Mishkenot Sha’ananim in the 20th-century

In 1892-1894, Mishkenot Sha’ananim merged with Yemin Moshe, another Jewish neighborhood outside the city walls. It continued to exist during the British Mandate, which lasted from World War I to the establishment of the State of Israel in 1948. When the new nation was founded, the 1948 Israeli-Arab War (Israeli War of Independence) erupted. The conflict resulted in the Arab Legion capturing the Old City.

Mishkenot Sha’ananim was on the edge of no-man's-land, between the armistice line and the Jordanian-held Old City. This made the neighborhood a target for sniper attacks by Jordanian Legionnaires. Most of the inhabitants of Mishkenot Sha’ananim abandoned the settlement, leaving only the poorest residents. During this period, impoverished refugees used the abandoned Mishkenot Sha’ananim buildings, and the neighborhood became a slum. In the Six-Day War of 1967, Israel reclaimed the Old City and the rest of Eastern Jerusalem, including Mishkenot Sha’ananim. After several years, the Israeli government restored the neighborhood’s historic buildings and rehabilitated Mishkenot Sha’ananim. 

Visiting Mishkenot Sha’ananim

One feature that has stood the test of time is the Montefiore Windmill. It stands out above the rooftops and has become a symbol of the city. The windmill operated from 1857 until 1878 before being neglected and abandoned. More recently it has been completely restored, and today it is a museum and top tourist attraction.

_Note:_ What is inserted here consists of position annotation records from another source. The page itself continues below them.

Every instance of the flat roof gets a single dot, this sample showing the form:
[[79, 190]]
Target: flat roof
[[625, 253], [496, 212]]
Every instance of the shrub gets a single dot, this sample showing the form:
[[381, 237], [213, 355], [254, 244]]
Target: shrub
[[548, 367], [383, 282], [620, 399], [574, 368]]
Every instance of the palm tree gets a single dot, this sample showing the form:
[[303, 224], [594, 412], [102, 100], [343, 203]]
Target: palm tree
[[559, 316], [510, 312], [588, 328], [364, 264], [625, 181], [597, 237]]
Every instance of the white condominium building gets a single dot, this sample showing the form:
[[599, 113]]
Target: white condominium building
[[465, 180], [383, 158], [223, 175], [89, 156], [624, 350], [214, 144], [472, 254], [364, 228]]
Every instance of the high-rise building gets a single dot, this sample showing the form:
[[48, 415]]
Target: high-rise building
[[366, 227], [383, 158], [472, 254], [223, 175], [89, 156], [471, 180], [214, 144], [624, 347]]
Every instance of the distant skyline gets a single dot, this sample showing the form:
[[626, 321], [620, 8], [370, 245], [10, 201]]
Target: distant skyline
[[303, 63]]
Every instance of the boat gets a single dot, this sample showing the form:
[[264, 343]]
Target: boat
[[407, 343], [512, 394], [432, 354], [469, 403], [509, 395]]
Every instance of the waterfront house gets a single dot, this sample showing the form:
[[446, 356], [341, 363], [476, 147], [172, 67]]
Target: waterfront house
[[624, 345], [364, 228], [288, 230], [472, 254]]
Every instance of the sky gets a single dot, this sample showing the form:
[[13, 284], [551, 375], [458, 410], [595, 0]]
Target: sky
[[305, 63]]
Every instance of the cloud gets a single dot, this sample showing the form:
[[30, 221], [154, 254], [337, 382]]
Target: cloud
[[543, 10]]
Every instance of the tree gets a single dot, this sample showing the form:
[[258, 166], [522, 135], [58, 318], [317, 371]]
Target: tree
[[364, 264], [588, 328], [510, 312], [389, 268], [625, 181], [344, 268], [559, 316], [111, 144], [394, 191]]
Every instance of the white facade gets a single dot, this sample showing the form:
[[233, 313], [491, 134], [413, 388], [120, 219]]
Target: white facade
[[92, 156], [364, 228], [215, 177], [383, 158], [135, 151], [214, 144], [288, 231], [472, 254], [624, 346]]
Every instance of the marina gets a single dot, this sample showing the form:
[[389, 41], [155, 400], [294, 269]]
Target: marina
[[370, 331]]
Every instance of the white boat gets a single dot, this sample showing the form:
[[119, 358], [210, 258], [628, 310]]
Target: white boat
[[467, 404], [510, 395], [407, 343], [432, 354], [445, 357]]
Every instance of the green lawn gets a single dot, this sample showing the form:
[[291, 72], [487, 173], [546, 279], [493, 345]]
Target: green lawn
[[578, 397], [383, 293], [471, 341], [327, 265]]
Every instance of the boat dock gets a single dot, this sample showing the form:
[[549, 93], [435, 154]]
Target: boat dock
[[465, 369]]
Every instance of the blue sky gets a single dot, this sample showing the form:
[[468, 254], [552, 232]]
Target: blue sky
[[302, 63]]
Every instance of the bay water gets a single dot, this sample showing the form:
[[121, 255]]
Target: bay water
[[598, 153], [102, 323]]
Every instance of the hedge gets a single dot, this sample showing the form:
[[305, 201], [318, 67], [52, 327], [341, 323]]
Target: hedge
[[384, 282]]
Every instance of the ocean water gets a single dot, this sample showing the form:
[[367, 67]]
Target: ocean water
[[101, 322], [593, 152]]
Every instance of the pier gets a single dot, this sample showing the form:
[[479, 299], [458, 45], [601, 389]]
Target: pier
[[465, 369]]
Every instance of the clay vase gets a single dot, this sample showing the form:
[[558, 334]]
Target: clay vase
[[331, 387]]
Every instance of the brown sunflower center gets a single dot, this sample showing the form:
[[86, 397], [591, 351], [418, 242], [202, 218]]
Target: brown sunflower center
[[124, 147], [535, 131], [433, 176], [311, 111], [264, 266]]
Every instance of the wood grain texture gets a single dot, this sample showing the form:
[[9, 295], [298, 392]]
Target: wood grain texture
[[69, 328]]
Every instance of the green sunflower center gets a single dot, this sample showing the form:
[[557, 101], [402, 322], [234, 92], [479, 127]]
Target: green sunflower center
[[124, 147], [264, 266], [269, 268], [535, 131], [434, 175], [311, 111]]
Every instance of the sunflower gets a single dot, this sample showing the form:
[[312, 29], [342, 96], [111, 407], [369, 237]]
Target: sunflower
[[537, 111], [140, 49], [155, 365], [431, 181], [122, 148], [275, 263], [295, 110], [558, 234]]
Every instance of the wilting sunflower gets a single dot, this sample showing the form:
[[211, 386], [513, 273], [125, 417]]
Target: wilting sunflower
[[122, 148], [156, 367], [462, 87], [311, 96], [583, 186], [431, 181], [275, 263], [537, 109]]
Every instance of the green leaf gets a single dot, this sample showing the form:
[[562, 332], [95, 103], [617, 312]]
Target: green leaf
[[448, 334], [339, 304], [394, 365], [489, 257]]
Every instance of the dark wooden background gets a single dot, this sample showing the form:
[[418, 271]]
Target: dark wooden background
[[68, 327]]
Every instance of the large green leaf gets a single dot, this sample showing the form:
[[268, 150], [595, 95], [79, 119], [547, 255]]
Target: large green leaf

The smaller of the original Mishkenot Sha’ananim buildings now houses an international cultural institution, The Jerusalem Music Center and Convention Center. In 1973, the larger Mishkenot Sha’ananim building was renovated and opened as a guesthouse for artists, authors, and musicians. The affluent neighborhood has beautifully restored buildings with colorful gardens and quaint lanes. Many of the houses are now art galleries and studios.